Let’s transform this into a single array of tokens

让我们将其转换为单个令牌数组

julia> using Base.Iterators

julia> docs = collect(take(dataset_train_pos, 2)

This will transform or dataset into an array of arrays ( Array{Array{String,1}}, in summary, we got a list of sentences tokenized. But within the tokens, we can found stopwords. In the next step let’s remove them.

这将把数据集或数据集转换成一个数组数组(Array {Array {String,1}},总的来说,我们得到了标记化的句子列表。但是在标记中,我们可以找到停用词。下一步,我们将其删除。

停用词 (Stopwords)

Stopwords are words that don’t aggregate value to the sentences, some of them are: is, like, as … and many others.

停用词是不会为句子增加价值的词,其中一些是:is…等等。

Julia has a package that contains stopwords populate, this package is called Languages.

Julia有一个包含填充停用词的程序包,此程序包称为Languages。

Using Languageslist_stopwords = stopwords(Languages.English())

490-element Array{String,1}: "a" "about" "above" "across" "after" "again" "against" "all" "almost" "alone" "along" "already" "also" ⋮ "young" "younger" "youngest" "your" "you're" "yours" "yourself" "yourselves" "you've" "z" ""

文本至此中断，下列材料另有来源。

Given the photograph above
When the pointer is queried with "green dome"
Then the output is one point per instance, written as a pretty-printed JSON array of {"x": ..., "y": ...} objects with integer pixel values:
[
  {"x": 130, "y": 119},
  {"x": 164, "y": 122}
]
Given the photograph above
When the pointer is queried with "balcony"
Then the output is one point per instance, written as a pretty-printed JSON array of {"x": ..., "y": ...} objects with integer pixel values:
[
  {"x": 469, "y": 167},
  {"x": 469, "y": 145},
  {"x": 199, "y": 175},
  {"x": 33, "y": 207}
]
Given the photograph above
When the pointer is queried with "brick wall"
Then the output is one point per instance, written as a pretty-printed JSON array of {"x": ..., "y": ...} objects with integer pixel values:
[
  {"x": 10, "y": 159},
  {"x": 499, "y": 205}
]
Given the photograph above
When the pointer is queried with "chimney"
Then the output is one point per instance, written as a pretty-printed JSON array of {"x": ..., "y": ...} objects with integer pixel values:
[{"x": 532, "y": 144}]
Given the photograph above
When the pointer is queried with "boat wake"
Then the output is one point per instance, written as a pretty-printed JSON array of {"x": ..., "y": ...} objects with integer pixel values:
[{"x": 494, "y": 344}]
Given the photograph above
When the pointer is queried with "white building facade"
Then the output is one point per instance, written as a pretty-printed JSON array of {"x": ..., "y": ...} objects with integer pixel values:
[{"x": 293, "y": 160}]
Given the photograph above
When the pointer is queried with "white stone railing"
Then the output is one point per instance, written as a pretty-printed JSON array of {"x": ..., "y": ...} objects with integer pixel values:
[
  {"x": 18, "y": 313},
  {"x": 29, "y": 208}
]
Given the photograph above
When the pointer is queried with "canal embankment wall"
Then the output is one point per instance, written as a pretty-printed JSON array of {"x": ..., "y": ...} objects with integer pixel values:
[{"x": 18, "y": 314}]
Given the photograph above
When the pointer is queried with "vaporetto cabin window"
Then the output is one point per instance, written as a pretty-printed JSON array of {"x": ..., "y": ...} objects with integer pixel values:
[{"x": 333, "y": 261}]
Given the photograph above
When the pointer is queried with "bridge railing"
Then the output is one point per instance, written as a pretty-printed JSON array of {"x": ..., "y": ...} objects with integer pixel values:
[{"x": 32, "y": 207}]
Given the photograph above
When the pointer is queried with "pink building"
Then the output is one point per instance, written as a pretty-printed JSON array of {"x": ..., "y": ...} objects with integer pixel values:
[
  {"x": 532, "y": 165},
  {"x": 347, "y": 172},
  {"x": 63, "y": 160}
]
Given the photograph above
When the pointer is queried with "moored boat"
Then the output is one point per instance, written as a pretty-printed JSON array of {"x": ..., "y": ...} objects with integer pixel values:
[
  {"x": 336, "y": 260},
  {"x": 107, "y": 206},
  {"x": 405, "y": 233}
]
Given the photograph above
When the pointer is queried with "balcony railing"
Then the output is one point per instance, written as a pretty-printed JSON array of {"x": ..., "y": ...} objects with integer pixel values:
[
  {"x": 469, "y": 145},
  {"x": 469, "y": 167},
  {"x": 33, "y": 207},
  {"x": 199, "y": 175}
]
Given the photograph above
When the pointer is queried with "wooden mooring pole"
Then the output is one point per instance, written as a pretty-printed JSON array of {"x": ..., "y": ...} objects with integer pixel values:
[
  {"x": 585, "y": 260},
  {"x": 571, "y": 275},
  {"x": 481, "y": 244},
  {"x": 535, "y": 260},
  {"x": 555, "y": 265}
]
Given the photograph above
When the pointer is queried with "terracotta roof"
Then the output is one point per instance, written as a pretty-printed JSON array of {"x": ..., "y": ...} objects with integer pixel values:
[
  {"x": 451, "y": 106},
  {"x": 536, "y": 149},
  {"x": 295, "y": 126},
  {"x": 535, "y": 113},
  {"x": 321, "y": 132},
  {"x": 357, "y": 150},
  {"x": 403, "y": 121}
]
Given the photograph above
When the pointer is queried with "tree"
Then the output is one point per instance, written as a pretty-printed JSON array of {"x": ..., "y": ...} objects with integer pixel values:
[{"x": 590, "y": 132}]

This way we can create a function to remove all the stopword from our arrays

这样,我们可以创建一个函数来从数组中删除所有停用词

function removeStopWords(tokens)
filtered_sentence = []
for token in tokens
if !(lowercase(token) in list_stopwords)
push!(filtered_sentence, lowercase(token))
end
end

return filtered_sentence
end

删除标点 (Removing punctions)

Since our sentences are tokenized, we will assume that every punctuation represents a single cell on an array. This way we can use the following functions to convert the array into string than back to the array

由于我们的句子是标记化的,因此我们将假定每个标点代表一个数组中的单个单元格。 这样,我们可以使用以下函数将数组转换为字符串,然后再转换回数组

using Unicode
function convert_clean_arr(arr)
arr = string.(arr)
arr = Unicode.normalize.(arr, stripmark=true)
arr = map(x -> replace(x, r"[^a-zA-Z0-9_]" => ""), arr)
return arr
end

Now it’s time to create our vocab. The vocab will be used to transform the strings into numbers. By doing the weights will be fit in order to provide the functions to activates the neurons in our model

现在是时候创建我们的vocab了。 词汇将用于将字符串转换为数字。 通过执行权重调整,以提供激活模型中神经元的功能

First, let put all the positives and negatives together:

首先,将所有的正面和负面因素放在一起:

train_set = [docs_train_pos; docs_train_neg]
all_letters = collect(Iterators.flatten(train_set));

Now we can iterate over the all_letters and mapping by the index of the array

现在我们可以通过数组的索引遍历all_letters和映射

vocab = Dict()
index = 1
for (item,v) in counter_letter
vocab[lowercase(item)] = index
index = index + 1
end

So let transformer the words into index

所以让单词转换成索引

reviews_index_vocab = []
for review in train_set
r = [get(vocab, lowercase(w), 0) for w in review]
push!(reviews_index_vocab,r)
end

填充顺序 (Pad sequences)

In order to fit our data in our model, let us pad the sentences. This way we can normalize the array size

为了使我们的数据适合我们的模型,让我们填充句子。 这样我们可以规范化数组大小

function pad_features(reviews_int, length_max)
features = []
for review_int in reviews_int
dim_review = size(review_int)[1]
pad_size = length_max-dim_review
if pad_size > 0
pad_array = zeros(Int64, pad_size)
result = append!(pad_array,review_int)
else
result = review_int[1:length_max]
end
push!(features, result)
end
return features
end

This function will provide an array with length_max, if some sentence is larger than the length_max it suffers a cut.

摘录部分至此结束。